Quilt-LLaVA: Visual Instruction Tuning by Extracting Localized Narratives from Open-Source Histopathology Videos

University of Washington
Equal Contribution

Quilt-LLaVA is capable of describing the prominent medical regions within a histopathology patch. Additionally, it can be utilized to reason towards a diagnosis based on the current observations. Note: The image includes eosinophils and lymphocytes, and is sampled from a WSI showing rare benign dermatitis.

Key Takeaways

  • Visual Instruction Tuning in histopathology has not been successful so far due to two reasons: 1) Image-language datasets lacking spatial groundings for words, making it hard for models to have spatial awareness, and 2) Existing datasets are based on PubMed, which provides isolated image-text pairs, with which it is very challenging to encode holistic understanding.
  • We utilize educational YouTube content to establish a visual instruction tuning dataset. First, we extract the narrator's mouse cursor to ground their words in images to encode spatial awareness, and second, we utilize broader video content when generating our instruction tuning dataset, thereby providing a holistic understanding of Whole Slide Images.
  • With our instruction tuning data, we jointly train a vision and text encoder to have a visual chatbot, which outperforms SOTA on both in-house and public histopathology benchmarks.
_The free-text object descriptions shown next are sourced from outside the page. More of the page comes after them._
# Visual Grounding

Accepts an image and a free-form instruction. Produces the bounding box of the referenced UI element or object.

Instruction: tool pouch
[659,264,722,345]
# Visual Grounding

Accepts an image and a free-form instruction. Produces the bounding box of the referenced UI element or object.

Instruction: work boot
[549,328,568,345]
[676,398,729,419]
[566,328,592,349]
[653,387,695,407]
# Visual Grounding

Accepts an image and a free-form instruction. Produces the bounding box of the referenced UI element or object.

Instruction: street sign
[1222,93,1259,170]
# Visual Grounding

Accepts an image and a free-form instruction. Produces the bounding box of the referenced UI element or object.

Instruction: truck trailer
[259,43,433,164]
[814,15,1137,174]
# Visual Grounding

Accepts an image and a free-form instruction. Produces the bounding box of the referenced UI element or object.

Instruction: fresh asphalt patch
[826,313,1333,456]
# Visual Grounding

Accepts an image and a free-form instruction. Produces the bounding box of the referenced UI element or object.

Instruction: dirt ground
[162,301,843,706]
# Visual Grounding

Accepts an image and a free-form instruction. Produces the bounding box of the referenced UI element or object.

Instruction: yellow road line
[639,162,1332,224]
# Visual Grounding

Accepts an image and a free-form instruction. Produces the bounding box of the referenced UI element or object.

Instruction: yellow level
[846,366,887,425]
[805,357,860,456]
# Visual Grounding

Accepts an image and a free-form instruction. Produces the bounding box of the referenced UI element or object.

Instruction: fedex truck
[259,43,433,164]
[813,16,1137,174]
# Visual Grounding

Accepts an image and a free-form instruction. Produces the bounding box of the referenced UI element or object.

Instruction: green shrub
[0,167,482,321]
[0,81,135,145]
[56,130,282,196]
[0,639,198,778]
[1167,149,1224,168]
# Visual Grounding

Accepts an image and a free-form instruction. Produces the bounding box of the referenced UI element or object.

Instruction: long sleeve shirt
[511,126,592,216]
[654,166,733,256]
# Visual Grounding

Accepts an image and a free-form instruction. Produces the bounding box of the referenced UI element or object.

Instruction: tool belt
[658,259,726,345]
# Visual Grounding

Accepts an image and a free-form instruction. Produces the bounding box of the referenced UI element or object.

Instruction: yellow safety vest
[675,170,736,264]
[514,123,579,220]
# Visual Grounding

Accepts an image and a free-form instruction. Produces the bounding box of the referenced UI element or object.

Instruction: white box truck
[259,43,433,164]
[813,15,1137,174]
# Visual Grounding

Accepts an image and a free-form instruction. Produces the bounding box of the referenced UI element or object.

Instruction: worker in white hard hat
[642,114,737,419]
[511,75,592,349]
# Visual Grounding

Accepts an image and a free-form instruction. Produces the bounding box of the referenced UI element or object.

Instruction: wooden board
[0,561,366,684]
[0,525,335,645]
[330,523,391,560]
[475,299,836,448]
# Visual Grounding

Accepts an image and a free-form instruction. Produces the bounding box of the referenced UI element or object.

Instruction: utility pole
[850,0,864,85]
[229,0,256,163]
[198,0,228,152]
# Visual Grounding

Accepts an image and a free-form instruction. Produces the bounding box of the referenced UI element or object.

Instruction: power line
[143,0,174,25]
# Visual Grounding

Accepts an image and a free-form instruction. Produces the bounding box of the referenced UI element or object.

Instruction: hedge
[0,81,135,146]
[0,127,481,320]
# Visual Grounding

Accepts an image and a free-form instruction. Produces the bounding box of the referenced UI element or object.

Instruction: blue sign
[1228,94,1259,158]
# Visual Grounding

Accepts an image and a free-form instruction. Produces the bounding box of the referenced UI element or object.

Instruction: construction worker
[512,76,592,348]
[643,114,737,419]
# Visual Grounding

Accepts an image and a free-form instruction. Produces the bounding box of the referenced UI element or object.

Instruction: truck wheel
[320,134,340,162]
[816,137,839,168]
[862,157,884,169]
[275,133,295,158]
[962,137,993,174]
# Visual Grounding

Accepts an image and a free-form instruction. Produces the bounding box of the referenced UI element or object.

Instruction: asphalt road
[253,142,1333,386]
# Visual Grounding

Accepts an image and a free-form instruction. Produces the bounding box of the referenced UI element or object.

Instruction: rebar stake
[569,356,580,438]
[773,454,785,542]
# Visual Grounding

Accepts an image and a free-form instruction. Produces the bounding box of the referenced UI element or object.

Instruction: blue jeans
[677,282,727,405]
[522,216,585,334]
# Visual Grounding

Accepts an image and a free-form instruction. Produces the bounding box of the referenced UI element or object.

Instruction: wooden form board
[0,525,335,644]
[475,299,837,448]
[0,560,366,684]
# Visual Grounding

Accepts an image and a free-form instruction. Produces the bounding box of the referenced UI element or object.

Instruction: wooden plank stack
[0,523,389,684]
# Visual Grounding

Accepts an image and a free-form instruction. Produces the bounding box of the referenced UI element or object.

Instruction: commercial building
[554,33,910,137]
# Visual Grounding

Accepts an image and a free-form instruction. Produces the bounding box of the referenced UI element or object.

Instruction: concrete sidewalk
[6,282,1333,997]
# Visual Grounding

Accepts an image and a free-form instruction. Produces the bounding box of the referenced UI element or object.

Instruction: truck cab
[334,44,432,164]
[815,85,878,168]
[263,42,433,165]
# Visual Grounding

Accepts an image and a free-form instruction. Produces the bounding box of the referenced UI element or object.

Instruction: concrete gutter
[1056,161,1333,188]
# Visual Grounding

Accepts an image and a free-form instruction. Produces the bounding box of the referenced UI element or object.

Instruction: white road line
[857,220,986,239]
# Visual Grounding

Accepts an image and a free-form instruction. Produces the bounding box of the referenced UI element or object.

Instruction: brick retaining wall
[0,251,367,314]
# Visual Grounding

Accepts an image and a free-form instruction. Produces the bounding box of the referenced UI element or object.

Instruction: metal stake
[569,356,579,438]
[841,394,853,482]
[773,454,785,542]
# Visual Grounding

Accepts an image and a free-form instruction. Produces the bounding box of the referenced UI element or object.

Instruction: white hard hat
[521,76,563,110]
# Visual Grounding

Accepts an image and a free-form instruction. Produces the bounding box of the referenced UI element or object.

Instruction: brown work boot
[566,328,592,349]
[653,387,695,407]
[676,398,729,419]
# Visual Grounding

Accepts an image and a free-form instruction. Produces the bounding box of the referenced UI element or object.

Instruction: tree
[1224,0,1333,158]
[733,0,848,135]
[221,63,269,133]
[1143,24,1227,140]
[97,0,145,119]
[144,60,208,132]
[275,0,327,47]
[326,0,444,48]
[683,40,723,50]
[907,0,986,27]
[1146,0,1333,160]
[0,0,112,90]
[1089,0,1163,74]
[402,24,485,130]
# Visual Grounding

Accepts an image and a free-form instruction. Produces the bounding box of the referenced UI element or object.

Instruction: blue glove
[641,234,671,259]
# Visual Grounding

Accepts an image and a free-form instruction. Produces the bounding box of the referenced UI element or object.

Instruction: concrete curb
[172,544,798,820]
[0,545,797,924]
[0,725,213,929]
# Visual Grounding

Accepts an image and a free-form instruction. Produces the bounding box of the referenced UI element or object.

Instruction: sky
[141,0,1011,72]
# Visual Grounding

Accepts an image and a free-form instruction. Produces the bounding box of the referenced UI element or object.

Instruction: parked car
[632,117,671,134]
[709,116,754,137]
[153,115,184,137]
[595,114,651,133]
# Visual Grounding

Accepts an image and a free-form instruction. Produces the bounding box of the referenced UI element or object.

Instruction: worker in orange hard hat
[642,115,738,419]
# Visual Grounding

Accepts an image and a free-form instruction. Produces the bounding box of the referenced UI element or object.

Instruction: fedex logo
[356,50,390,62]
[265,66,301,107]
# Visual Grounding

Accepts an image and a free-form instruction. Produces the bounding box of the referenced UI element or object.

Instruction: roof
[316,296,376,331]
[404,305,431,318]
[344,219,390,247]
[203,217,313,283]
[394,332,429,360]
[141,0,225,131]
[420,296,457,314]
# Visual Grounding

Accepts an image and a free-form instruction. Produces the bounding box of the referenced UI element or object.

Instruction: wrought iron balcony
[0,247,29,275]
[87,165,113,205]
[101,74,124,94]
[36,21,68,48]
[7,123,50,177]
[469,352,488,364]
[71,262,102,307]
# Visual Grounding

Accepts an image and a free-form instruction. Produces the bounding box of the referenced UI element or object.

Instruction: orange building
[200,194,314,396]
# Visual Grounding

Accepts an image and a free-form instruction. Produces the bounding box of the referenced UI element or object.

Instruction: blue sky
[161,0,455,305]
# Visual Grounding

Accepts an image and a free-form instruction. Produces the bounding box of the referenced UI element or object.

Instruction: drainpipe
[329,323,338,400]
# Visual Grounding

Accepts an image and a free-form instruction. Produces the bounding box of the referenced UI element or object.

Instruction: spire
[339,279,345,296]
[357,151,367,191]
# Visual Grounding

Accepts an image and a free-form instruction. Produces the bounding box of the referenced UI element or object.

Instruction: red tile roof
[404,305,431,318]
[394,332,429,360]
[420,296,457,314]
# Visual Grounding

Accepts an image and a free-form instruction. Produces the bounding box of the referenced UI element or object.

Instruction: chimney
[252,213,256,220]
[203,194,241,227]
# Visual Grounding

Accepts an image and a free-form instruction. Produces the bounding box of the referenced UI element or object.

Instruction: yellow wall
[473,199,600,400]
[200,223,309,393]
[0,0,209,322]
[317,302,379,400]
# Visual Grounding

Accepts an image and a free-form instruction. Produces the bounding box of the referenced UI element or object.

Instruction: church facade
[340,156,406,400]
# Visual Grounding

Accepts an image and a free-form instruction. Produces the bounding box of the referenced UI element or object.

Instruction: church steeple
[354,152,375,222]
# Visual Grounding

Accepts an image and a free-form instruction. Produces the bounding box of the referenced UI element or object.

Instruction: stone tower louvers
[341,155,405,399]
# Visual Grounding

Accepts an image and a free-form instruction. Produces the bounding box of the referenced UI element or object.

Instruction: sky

The gigapixel scale of whole slide images (WSIs) poses a challenge for histopathology multi-modal chatbots, requiring a global WSI analysis for diagnosis, compounding evidence from different WSI patches. Current visual instruction datasets, generated through large language models, focus on creating question/answer pairs for individual image patches, which may lack diagnostic capacity on their own in histopathology, further complicated by the absence of spatial grounding in histopathology image captions.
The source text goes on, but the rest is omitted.